ATTENTION À LA CONTREFAÇON INVOLONTAIRE
Si le dynamisme de ces pratiques ouvre d’intéressantes perspectives, il convient néanmoins d’inviter les entrants à une certaine prudence.
En premier lieu, l’on invitera les opérateurs souhaitant intervenir sur ce type de marché à être vigilant sur le périmètre de la licence octroyée ; le qualificatif générique "licence open data » revêtant en réalité des contenus hétéroclites. La licence Etalab est utilisée pour la plupart des données mises à disposition par les organismes publics visées par l’Ordonnance, mais d’autres opérateurs, non visés par l’Ordonnance, ont mis en place leurs propres licences, avec, en général, des conditions d’utilisation des données plus strictes et un périmètre d’exploitation plus restreint. Dans ces conditions, il y a fort à parier qu’un utilisateur négligent, mis en confiance par le seul terme de « licence open data", puisse finalement se retrouver en position de contrefacteur en exploitant de bonne foi les données au-delà de ce qu’autorise expressément ladite licence.

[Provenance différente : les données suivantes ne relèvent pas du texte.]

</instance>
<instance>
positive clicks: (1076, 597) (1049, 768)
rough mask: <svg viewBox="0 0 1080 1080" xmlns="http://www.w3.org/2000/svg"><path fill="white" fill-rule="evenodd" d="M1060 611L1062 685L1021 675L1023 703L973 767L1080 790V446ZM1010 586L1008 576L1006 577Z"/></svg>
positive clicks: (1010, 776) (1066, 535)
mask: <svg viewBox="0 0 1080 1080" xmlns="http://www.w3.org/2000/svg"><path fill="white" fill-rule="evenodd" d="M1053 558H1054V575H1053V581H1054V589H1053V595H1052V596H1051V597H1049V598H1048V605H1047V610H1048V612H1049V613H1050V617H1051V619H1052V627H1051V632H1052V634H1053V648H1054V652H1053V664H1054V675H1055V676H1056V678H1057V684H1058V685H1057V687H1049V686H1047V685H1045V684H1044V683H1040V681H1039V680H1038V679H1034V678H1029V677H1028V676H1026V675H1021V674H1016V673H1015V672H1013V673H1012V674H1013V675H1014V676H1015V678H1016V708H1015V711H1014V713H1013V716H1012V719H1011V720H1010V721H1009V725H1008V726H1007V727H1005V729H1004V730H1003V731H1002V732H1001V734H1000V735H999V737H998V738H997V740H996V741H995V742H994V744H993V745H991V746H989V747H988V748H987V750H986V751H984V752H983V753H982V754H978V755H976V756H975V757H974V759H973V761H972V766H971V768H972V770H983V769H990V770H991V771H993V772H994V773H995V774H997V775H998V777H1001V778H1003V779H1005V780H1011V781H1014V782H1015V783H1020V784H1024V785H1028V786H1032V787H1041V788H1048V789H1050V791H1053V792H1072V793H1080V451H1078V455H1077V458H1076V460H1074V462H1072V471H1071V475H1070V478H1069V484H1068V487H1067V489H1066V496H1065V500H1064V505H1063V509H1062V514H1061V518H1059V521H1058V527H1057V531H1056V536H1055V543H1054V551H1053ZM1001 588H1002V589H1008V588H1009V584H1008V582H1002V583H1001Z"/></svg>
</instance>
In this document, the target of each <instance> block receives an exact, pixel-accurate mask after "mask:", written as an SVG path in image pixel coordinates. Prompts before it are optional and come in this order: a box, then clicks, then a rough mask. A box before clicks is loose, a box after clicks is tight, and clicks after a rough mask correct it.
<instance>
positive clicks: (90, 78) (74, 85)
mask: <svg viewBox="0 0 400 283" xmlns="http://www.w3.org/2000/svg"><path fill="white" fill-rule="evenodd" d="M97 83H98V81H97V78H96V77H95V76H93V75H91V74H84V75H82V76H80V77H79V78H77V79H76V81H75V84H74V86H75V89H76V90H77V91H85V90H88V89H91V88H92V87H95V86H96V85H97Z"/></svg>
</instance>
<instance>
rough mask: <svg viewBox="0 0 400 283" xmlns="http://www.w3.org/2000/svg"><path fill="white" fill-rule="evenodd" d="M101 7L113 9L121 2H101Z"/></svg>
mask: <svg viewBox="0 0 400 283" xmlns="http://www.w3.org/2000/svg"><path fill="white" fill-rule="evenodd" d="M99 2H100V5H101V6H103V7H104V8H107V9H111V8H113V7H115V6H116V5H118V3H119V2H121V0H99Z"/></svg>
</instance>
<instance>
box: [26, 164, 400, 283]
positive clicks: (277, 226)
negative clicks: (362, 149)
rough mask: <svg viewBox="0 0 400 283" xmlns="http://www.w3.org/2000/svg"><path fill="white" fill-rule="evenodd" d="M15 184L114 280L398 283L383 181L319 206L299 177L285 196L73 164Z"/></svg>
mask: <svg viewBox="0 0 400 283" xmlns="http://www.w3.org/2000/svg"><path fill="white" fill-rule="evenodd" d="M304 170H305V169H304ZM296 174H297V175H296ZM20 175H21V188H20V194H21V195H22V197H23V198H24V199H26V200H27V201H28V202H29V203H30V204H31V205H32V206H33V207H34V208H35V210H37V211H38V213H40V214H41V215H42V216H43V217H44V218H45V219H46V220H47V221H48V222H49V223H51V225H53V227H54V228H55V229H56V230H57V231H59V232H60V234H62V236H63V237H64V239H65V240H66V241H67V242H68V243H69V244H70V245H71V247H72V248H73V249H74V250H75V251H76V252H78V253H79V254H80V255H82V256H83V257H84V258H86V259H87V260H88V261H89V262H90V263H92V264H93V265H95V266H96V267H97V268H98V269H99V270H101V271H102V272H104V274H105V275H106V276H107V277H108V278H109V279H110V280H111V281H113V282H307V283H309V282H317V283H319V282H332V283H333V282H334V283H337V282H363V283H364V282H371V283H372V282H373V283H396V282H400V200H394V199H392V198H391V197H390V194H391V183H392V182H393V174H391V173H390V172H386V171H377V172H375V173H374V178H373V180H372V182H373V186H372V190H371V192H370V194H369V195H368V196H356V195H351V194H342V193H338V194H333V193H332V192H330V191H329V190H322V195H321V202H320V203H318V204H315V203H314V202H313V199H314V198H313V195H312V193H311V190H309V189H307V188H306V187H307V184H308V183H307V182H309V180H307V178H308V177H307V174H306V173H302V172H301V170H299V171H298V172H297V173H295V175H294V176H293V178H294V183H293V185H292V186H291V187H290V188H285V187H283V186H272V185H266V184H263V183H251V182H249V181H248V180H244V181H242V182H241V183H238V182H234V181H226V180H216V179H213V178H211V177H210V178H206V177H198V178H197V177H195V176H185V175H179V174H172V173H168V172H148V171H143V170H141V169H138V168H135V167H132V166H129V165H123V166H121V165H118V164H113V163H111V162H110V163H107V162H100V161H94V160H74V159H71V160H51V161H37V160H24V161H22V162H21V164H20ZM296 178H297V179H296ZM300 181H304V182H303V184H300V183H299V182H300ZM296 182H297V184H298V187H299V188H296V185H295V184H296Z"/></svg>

En second lieu, les exploitants de données sous licence open data seront fortement invités à s’interroger sur l’éventuel effet contaminant de certaines licences. En effet au-delà des mentions d’attribution de paternité devant être reproduites et à l’instar de principes applicables à certains logiciels open source, certaines licences open data obligent le licencié à autoriser l’exploitation par les tiers des adaptations effectuées sur les données sous licence, dans les mêmes conditions que celles applicables aux données concernées. En d’autres termes, les travaux effectués par l’exploitant des données seront sujets aux mêmes conditions de licence.
La notion "adaptation" peut, selon le cas, soulever des questions d’interprétation. Dès lors que les données sous licence sont adaptées et, dans le même temps, intégrées dans un ensemble plus large, il ne sera pas toujours aisé de circonscrire précisément l’effet contaminant sur ledit contenu.
Pourtant cette question est d’importance dans la mesure où, de par cet effet contaminant, l’exploitant ne sera plus en mesure de se réserver l’exploitation du contenu concerné ou de concéder des licences exclusives auprès de tiers.
Si l’intérêt grandissant pour les innovations exploitant des données publiques est tout à fait justifié, il convient, pour celui qui travaille sur ce type d’exploitation, de garder à l’esprit que sous le vocable "open data", l’on retrouve en réalité des licences aux contenus très différents dont il ne pourra ignorer la portée exacte sous peine de mettre en péril son investissement.